The following results were obtained using the standard method:

Example 2: mAb1 purified according to the method of the present invention
Since the clarification collection was stored at 2-8 ° C. prior to purification, all purification processes were performed at room temperature (15 ° C.-25 ° C.) except for the loading step of the Protein A step. The novel purification method according to the invention was used to improve the purification scheme for mAb1.

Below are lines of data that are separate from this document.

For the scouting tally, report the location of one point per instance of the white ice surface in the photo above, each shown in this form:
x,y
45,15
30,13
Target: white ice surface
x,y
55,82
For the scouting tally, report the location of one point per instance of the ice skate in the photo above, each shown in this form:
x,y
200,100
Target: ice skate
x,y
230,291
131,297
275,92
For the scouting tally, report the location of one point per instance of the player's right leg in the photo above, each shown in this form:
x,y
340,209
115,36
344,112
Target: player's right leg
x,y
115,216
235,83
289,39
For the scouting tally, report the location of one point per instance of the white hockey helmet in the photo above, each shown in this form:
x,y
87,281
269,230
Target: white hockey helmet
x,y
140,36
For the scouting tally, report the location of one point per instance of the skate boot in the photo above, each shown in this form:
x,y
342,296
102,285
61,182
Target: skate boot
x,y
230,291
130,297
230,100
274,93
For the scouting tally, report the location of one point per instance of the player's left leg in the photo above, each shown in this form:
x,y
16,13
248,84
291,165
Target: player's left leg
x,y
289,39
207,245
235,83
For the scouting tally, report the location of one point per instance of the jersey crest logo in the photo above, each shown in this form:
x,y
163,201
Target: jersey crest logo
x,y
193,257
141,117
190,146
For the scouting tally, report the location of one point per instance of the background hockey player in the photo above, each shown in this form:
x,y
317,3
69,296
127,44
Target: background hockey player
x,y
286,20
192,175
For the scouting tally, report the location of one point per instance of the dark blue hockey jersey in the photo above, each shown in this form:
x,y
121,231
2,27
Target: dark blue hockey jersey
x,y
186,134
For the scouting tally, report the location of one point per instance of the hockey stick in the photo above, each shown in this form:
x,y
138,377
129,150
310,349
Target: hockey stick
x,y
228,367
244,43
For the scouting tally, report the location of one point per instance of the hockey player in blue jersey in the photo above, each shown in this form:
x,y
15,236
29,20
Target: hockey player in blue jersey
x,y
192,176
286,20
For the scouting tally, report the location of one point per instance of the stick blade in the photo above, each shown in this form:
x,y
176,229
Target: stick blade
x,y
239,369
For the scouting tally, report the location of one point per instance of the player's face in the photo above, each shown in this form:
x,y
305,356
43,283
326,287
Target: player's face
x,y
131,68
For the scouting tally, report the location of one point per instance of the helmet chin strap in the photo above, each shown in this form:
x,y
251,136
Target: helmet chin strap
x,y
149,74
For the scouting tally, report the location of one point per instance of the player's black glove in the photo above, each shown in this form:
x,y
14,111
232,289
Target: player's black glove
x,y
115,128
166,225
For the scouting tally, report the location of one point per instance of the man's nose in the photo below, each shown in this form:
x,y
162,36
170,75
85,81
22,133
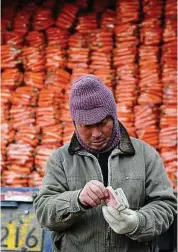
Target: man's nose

The main steps of this new method were:
・ Protein A Chromatography (PUP)
-Mixed mode chromatography 1 (MM1)
-Mixed mode chromatography 2 (MM2).

Protein A Step The Protein A Step was performed on Prosep Ultra Plus® resin (manufactured by Merck Millipore) with a target column bed height of 20 ± 2 cm. This step was performed under the following conditions:

1. 1. Equilibration: An aqueous solution containing at least (≧) 5 column bed volume (BV) of 25 mM NaPI (sodium phosphate) + 150 mM NaCl, pH 7.0. At the end of equilibration, the effluent pH and conductivity were checked. They must meet the pH and conductivity requirements of 7.0 ± 0.2 and 18 ± 1 mS / cm, respectively, before starting loading.
2. Load: Approximately 35-40 g mAb1 / L Clarified collection with maximum capacity of packed bed volume, temperature 2-25 ° C.
3. 3. Wash I: Solution containing ≥5 BV 55 mM sodium acetate, 1.5 M NaCl, pH 5.5.
4. Wash II: Solution containing ≥3 BV 25 mM NaPI + 150 mM NaCl, pH 7.0.
5. Elution: 55 mM acetic acid pH 3.2. Elution peaks begin collection when the absorbance at 280 nm reaches the 25 mAU / mm UV cell optical path length, and as soon as the absorbance at 280 nm returns to the 25 mAU / mm UV cell optical path length. The collection was stopped. The volume of eluate should be less than 4 BV.

The virus-inactivated protein A eluate at low pH was adjusted to pH 3.5 ± 0.2 by adding a 2M acetic acid solution under stirring. When the target pH was reached, stirring was stopped and the acidified eluate was incubated for 60 ± 15 minutes. After completion of the incubation, it was neutralized to pH 5.2 ± 0.2 by adding a 2M Tris base solution under stirring. The obtained eluate (neutralized eluate) can be stored at 2-8 ° C. for at least 3 months.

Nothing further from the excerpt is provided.